One of the critical aspects of any administrator's job is his or her ability to recover from an unexpected failure...
– be it intentional or accidental. Active Directory disaster recovery has many facets to ensure a recovery of the Active Directory. It is far more complex than simply keeping a backup tape handy.
The best way to ensure that you can successfully recover from any kind of failure - hardware or software - is to be proactive. Take steps to ensure that the business will suffer a minimum of downtime - preferably no downtime at all. In this article, we will discuss how to ensure that Active Directory replication will continue in spite of failure of critical domain controllers.
Password changes, security changes, security policy, and a host of critical configuration settings are implemented through group policy, FRS Replication and Active Directory replication and are responsible for making sure all domain controllers have the same policy settings.

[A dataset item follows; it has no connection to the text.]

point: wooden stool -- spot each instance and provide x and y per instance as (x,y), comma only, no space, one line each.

Therefore, it stands to reason that it is in the best interest of the enterprise to ensure that Active Directory replication is successful and remains uninterrupted. It is very common for companies to create a disaster recovery site - a site that could be used to support the infrastructure, critical applications and data should the corporate "hub" site go down entirely. Many corporate networks are configured in some iteration of a hub and spoke network, as shown in Figure 1. Note that in some configurations, there are multiple hubs that form a core for Active Directory replication. Having multiple core hub sites contains an inherent disaster recovery configuration. That is, if one core site goes down, there are others that will share the load.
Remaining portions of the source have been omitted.